The convergence is very fast, indeed fast enough to show that G_2 \notin \mathbf{Q}. What about convergence in \mathbf{R}, does it converge to the real Catalan constant? Well, a numerical test is not very promising; for example, when n = 40000 one gets 0.625269 \ldots, which isn’t anything like G = 0.915966 \ldots; for contrast, for this value of n one has a_n/b_n - G_2 = O(2^{319965}), which is pretty small. There are, however, two linearly independent solutions over \mathbf{R} given analytically by

\displaystyle{\frac{(-16)^n}{n^{3/2}}  \left( 1 + \frac{5}{256} \frac{1}{n^2} - \frac{903}{262144} \frac{1}{n^4}  + \frac{136565}{67108864} \frac{1}{n^6} - \frac{665221271}{274877906944} \frac{1}{n^8} + \ldots \right)},

\begin{aligned}  \frac{(-16)^n \cdot \log n}{n^{3/2}}  \left( 1 + \frac{5}{256} \frac{1}{n^2} - \frac{32261}{7864320} \frac{1}{n^4}  + \frac{136565}{67108864} \frac{1}{n^6} - \frac{665221271}{274877906944} \frac{1}{n^8} + \ldots \right)\\  +\frac{(-16)^n}{n^{3/2}} \left( -\frac{1}{768} \frac{1}{n^2} + \frac{32261}{7864320} \frac{1}{n^4}  - \frac{30056525}{8455716864}  \frac{1}{n^6} + \frac{1778169492137}{346346162749440}  \frac{1}{n^8} + \ldots \right) \end{aligned},

from which one can see that a_n/b_n must converge very slowly, and indeed, one has (caveat: I have some idea on how to prove this but I’m not sure if it works or not):

\displaystyle{\frac{a_n}{b_n} = G -  \frac{1}{(0.2580122754655 \ldots) \cdot \log n + 0.7059470639 \ldots}}

So one has a naturally occurring sequence which converges to G in \mathbf{R} and G_2 in \mathbf{Q}_2. So that is some sort of “relationship” alluded to in the original question. Here’s another connection. Wadim Zudilin pointed out to me the following equality of Ramanujan:

\displaystyle{G = \frac{1}{2} \sum_{k=0}^{\infty} \frac{4^k}{(2k + 1)^2 \displaystyle{\binom{2k}{k}}}} \in \mathbf{R}.
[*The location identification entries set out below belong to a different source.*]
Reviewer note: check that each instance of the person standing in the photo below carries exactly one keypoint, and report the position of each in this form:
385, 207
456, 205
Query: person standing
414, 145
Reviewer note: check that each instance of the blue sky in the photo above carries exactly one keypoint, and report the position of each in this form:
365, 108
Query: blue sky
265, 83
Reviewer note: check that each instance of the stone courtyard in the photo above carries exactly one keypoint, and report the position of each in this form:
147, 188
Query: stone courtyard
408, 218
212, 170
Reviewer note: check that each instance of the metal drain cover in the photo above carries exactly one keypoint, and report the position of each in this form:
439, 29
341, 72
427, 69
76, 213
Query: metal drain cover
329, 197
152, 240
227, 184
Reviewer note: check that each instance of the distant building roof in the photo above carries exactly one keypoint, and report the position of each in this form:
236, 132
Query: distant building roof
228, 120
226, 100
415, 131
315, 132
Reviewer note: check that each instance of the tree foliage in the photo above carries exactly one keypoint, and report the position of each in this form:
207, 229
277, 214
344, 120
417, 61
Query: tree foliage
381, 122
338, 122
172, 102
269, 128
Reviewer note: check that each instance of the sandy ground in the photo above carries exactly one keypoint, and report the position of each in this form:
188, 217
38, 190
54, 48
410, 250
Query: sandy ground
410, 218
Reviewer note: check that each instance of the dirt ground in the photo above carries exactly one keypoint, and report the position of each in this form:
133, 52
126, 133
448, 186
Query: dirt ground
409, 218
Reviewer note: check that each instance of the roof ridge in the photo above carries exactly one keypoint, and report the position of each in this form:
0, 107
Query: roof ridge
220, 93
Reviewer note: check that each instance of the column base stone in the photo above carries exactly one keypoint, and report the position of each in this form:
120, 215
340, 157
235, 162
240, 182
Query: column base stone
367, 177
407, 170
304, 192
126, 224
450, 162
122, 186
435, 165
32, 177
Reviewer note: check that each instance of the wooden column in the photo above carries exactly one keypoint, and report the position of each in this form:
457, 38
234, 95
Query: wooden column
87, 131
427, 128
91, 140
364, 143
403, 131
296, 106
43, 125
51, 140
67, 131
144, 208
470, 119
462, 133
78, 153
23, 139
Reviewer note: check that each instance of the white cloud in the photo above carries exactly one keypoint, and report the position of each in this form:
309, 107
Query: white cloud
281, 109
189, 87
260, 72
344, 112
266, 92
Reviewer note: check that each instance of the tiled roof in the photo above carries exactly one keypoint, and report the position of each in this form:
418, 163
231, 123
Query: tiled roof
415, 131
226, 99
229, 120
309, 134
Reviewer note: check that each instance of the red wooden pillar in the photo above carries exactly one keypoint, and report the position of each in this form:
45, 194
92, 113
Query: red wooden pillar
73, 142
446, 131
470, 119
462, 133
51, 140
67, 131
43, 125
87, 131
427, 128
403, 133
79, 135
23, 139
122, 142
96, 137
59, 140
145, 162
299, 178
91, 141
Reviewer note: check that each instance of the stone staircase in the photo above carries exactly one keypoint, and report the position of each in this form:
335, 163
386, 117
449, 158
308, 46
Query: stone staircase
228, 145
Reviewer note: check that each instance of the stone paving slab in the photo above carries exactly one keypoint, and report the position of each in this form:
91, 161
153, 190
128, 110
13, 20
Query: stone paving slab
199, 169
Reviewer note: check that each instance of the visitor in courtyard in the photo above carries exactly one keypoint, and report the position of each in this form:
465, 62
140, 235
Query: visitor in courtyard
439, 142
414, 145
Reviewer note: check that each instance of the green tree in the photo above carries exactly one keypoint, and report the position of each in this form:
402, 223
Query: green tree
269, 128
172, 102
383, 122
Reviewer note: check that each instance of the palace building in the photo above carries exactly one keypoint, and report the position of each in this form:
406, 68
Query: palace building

This sum also converges 2-adically. So, one can naturally ask whether

\displaystyle{G_2 =^{?} \frac{1}{2} \sum_{k=0}^{\infty} \frac{4^k}{(2k + 1)^2 \displaystyle{\binom{2k}{k}}}} \in \mathbf{Q}_2.

(It seems to be so to very high precision.) These are not random sums at all. Indeed, they are equal to

\displaystyle{ \frac{1}{2} \cdot F \left( \begin{array}{c} 1,1,1/2 \\ 3/2,3/2 \end{array} ; z \right)}

at z = 1. Presumably, both of these connections between G and G_2 must be the same, and must be related to the Picard-Fuchs equation/Gauss-Manin connection for X_0(4). This reminds me of another result of Beukers in which one compares values of hypergeometric functions related to Gauss-Manin connections and elliptic curves, and finds that they converge in \mathbf{R} and \mathbf{Q}_p for various p to algebraic (although sometimes different!) values. Of course, things are a little different here, since the values are (presumably) both transcendental. Yet it would be nice to understand this better, and see to what extent there is a geometric interpretation of (say) the non-vanishing of L_p(\chi,2) for some odd quadratic character \chi. Of course, one always has to be careful not to accidentally prove Leopoldt’s conjecture in these circumstances.